Tabashum Thasina, Snyder Robert Cooper, O'Brien Megan K, Albert Mark V
Department of Computer Science and Engineering, University of North Texas, Denton, TX, United States.
Technology and Innovation Hub, Shirley Ryan AbilityLab, Chicago, IL, United States.
JMIR Med Inform. 2024 May 17;12:e50117. doi: 10.2196/50117.
With the increasing availability of data, computing resources, and easier-to-use software libraries, machine learning (ML) is increasingly used in disease detection and prediction, including for Parkinson disease (PD). Despite the large number of studies published every year, very few ML systems have been adopted for real-world use. In particular, a lack of external validity may result in poor performance of these systems in clinical practice. Additional methodological issues in ML design and reporting can also hinder clinical adoption, even for applications that would benefit from such data-driven systems.
To sample the current ML practices in PD applications, we conducted a systematic review of studies published in 2020 and 2021 that used ML models to diagnose PD or track PD progression.

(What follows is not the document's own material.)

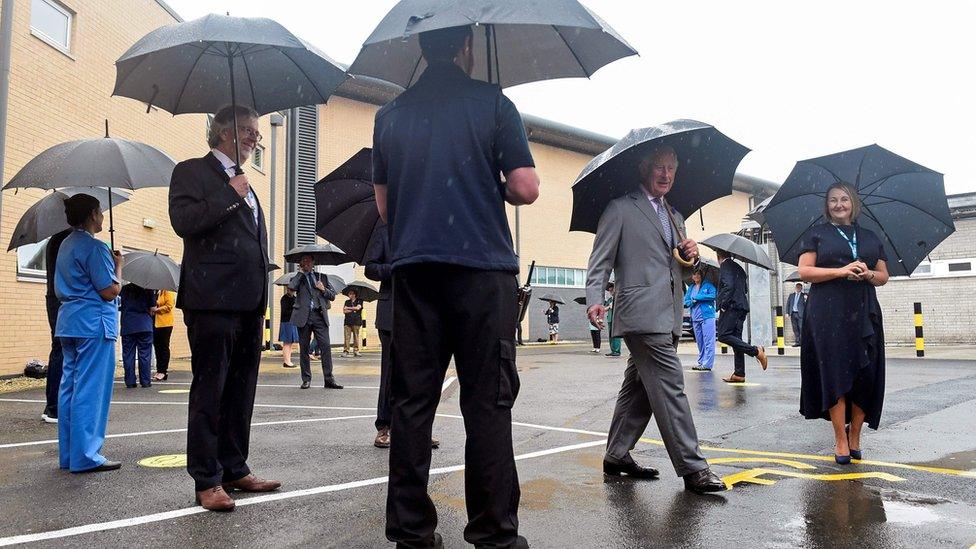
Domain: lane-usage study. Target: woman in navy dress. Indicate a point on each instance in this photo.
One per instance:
(842, 357)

We conducted a systematic literature review in accordance with PRISMA (Preferred Reporting Items for Systematic Reviews and Meta-Analyses) guidelines in PubMed between January 2020 and April 2021, using the following exact string: "Parkinson's" AND ("ML" OR "prediction" OR "classification" OR "detection" or "artificial intelligence" OR "AI"). The search resulted in 1085 publications. After a search query and review, we found 113 publications that used ML for the classification or regression-based prediction of PD or PD-related symptoms.
Only 65.5% (74/113) of studies used a holdout test set to avoid potentially inflated accuracies, and approximately half (25/46, 54%) of the studies without a holdout test set did not state this as a potential concern. Surprisingly, 38.9% (44/113) of studies did not report on how or if models were tuned, and an additional 27.4% (31/113) used ad hoc model tuning, which is generally frowned upon in ML model optimization. Only 15% (17/113) of studies performed direct comparisons of results with other models, severely limiting the interpretation of results.
This review highlights the notable limitations of current ML systems and techniques that may contribute to a gap between reported performance in research and the real-life applicability of ML models aiming to detect and predict diseases such as PD.
随着数据的日益丰富、计算资源的增加以及软件库使用的日益便捷,机器学习(ML)在疾病检测和预测中的应用越来越广泛,包括帕金森病(PD)。尽管每年发表的研究数量众多,但很少有ML系统被实际应用。特别是,缺乏外部有效性可能导致这些系统在临床实践中表现不佳。ML设计和报告中的其他方法问题也可能阻碍临床应用,即使是对于那些将从这种数据驱动系统中受益的应用。
为了抽样研究当前ML在PD应用中的实践情况,我们对2020年和2021年发表的使用ML模型诊断PD或追踪PD进展的研究进行了系统综述。
我们按照PRISMA(系统评价和Meta分析的首选报告项目)指南,于2020年1月至2021年4月在PubMed中进行了系统文献综述,使用以下精确检索词:“帕金森氏症” AND(“ML” 或 “预测” 或 “分类” 或 “检测” 或 “人工智能” 或 “AI”)。检索结果为1085篇出版物。经过检索查询和筛选,我们发现113篇使用ML对PD或PD相关症状进行基于分类或回归的预测的出版物。
只有65.5%(74/113)的研究使用了保留测试集以避免潜在的过高准确性,并且在没有保留测试集的研究中,约一半(25/46,54%)没有将此作为一个潜在问题提及。令人惊讶的是,38.9%(44/113)的研究没有报告模型是如何调整的或是否进行了调整,另外27.4%(31/113)使用了临时模型调整,这在ML模型优化中通常是不被认可的。只有15%(17/113)的研究将结果与其他模型进行了直接比较,这严重限制了结果的解释。
本综述突出了当前ML系统和技术的显著局限性,这些局限性可能导致研究报告的性能与旨在检测和预测诸如PD等疾病的ML模型的实际适用性之间存在差距。